Cuando salimos en la efervescencia de una coyuntura electoral en un país que no ha dejado la violencia atrás, esto solo puede significar dos caminos: el primero es encontrar a alguien que escuche todo lo que estoy sintiendo dentro de mí, mis preocupaciones individuales y colectivas. Porque hay algo que debe ser muy claro y es que este entorno no se vive sola o solo. Lo que sí es sumamente contraproducente resulta ser eso mismo: dar por hecho y quedarse sola y solo en estos momentos. Independientemente de cuál sea su candidato o el discurso que más le convenza, la realidad es que vivir estos momentos en soledad lo único que aumenta es sentirse como una persona ahogada ¿en qué? En esa misma preocupación que creemos individual, pero que compartimos como país. De esta forma terminamos ensimismados detrás de una pantalla y depositando todo lo que asusta a nuestro ser. Sin embargo, aunque parezca imposible, aunque parezca un reto de vida o muerte —que no debería—, el diálogo es indispensable en este momento, por supuesto, en el marco del respeto y el reconocimiento de que estoy tratando con otro ser humano, con otra colombiana o colombiano, igual a mí.

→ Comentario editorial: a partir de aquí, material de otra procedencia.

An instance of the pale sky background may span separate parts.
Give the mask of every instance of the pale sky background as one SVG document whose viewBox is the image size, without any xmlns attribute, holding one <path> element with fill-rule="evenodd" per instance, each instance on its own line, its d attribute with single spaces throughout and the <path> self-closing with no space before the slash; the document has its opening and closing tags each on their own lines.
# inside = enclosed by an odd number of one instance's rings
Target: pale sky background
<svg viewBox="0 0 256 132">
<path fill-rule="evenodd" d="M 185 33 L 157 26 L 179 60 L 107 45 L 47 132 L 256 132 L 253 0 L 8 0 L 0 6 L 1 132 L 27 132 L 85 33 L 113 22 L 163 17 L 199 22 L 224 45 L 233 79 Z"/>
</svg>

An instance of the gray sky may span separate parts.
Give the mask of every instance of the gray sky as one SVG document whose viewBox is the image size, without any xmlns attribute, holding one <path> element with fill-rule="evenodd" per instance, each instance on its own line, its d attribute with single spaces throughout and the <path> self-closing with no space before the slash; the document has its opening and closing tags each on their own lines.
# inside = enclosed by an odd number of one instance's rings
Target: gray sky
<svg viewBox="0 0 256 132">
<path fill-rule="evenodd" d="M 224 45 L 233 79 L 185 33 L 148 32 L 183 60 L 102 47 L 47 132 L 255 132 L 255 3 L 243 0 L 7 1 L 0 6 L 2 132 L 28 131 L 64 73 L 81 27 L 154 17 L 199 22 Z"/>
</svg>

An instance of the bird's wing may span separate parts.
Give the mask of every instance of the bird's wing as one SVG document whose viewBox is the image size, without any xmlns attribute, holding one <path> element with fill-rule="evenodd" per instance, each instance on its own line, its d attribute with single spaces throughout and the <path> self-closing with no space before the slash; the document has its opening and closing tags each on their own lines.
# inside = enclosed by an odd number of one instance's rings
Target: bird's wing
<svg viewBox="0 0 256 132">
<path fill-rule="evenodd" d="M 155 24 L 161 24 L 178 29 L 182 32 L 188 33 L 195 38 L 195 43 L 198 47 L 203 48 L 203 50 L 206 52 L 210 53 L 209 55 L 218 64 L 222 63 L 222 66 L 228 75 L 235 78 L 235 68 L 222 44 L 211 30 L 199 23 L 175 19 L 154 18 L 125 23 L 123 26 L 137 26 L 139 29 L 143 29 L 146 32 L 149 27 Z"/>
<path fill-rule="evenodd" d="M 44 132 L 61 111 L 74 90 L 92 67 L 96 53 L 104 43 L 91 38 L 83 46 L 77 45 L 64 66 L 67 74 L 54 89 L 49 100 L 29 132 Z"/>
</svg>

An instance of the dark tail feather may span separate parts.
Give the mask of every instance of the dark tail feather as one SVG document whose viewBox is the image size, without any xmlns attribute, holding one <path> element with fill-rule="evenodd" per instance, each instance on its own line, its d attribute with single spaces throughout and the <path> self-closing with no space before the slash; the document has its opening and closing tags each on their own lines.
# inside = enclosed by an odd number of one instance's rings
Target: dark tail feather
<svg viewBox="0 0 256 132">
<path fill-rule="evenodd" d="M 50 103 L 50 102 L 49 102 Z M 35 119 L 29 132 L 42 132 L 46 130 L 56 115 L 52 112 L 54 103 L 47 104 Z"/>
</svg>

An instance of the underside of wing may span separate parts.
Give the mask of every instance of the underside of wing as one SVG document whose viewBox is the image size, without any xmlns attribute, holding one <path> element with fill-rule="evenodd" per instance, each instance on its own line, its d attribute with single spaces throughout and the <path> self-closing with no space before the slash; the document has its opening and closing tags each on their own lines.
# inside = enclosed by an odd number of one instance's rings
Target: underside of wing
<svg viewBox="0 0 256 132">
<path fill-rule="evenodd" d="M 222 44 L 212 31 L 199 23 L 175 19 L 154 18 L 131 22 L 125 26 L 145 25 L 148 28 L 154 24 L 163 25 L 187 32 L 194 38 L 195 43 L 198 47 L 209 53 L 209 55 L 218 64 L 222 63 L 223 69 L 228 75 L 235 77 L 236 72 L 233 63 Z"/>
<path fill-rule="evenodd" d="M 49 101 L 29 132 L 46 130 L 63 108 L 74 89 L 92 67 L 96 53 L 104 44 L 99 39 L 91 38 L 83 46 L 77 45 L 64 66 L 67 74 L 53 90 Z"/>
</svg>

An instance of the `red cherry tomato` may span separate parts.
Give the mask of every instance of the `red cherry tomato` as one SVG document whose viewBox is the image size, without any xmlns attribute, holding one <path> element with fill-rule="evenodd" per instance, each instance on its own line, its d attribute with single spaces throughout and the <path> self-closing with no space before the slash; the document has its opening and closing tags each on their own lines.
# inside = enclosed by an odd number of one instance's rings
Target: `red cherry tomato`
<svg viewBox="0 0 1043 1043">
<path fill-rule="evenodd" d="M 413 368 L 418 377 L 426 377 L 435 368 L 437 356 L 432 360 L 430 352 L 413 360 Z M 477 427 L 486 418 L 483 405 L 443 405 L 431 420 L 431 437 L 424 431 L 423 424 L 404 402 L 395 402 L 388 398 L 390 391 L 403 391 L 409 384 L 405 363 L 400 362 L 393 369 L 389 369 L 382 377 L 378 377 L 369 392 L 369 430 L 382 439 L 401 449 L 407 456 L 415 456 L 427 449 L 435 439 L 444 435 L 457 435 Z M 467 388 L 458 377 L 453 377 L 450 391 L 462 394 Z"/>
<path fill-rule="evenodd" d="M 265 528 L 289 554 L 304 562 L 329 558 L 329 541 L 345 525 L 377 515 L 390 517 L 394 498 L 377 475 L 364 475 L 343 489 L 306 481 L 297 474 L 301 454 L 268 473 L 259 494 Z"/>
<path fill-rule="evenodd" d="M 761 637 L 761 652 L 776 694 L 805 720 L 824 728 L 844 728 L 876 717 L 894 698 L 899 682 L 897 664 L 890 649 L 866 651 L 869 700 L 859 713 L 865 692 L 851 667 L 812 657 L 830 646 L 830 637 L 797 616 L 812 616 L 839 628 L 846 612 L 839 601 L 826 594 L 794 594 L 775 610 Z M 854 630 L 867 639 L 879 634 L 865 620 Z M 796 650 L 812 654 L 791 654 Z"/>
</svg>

¿Qué pasa cuando ese marco se quiebra?
Aparece el otro camino, el más sencillo y, a su vez, el más oscuro. No escuches, no tengas disposición, la otra o el otro es simplemente un objeto que no razona, no siente, no tiene una familia, unos derechos por los cuáles preocuparse. Enfócate en ti —diría la cultura wellness. Y créeme, esa no ha sido inofensiva, ha instaurado casi que en nuestras almas el chip de que “si yo estoy bien, nada más importa”. Bueno, pues resulta, querida o querido lector, que no es así. Para tu fortuna, tus preocupaciones individuales no lo son: hay más estudiantes, incluso amigas tuyas, a quienes también les interesa qué es lo que va a pasar con esos planes que hacían antes de esta coyuntura electoral, si va a ser posible echarse un chiste sin que me bajen de una etiqueta reduccionista de mi humanidad, pues mi entera identidad no es ser “fascista” ni una “narcoterrorista”.